Authorities in northwest China's Gansu Province said Friday they had caught several cell phone retailers suspected of selling obscene content to mobile subscribers.
In the most recent case uncovered two weeks ago, market regulators seized more than 1 GB of vulgar video, photos and texts from computers and other devices at the privately-run store in downtown Lanzhou, the provincial capital.
The store owner, who authorities did not name, admitted he had sold such content for mobile subscribers, mostly students and migrant workers, for 5 to 10 yuan per GB and helped transmit the content to their cell phones.
Some stores even offered obscene content for free as part of their special cell phone "promotion packages" to attract buyers.
"Obscene content is particularly harmful to youngsters, which is why the government has taken actions," said Meng Yingqi, an official in charge of cultural market administration in Lanzhou.
Meng said the crackdown in the market was very difficult because dealers could easily defend themselves saying the obscene content was private and not for sale.
The Chinese government unveiled a regulation last year to ban pornographic and vulgar content spread through the Internet or mobile WAP sites.
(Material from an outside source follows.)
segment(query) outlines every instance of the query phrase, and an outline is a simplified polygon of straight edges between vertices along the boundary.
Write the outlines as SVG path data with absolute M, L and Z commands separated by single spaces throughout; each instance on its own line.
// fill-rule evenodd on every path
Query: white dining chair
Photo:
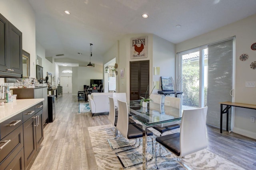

More than 140,000 mobile WAP sites that offered pornography to mobile phone users were shut down or blocked in the five-month crackdown.
As part of China's latest efforts to curb porn, a judicial interpretation issued in February further clarified that production, replication, publication, sale and spread of obscene electronic information (video) targeted at minors aged under 14 via Internet or mobile WAP sites was a crime.
China's Internet users reached 384 million at the end of 2009, of which 233 million, or 60.8 percent, browsed webpages via mobile phones, according to the China Internet Network Information Center.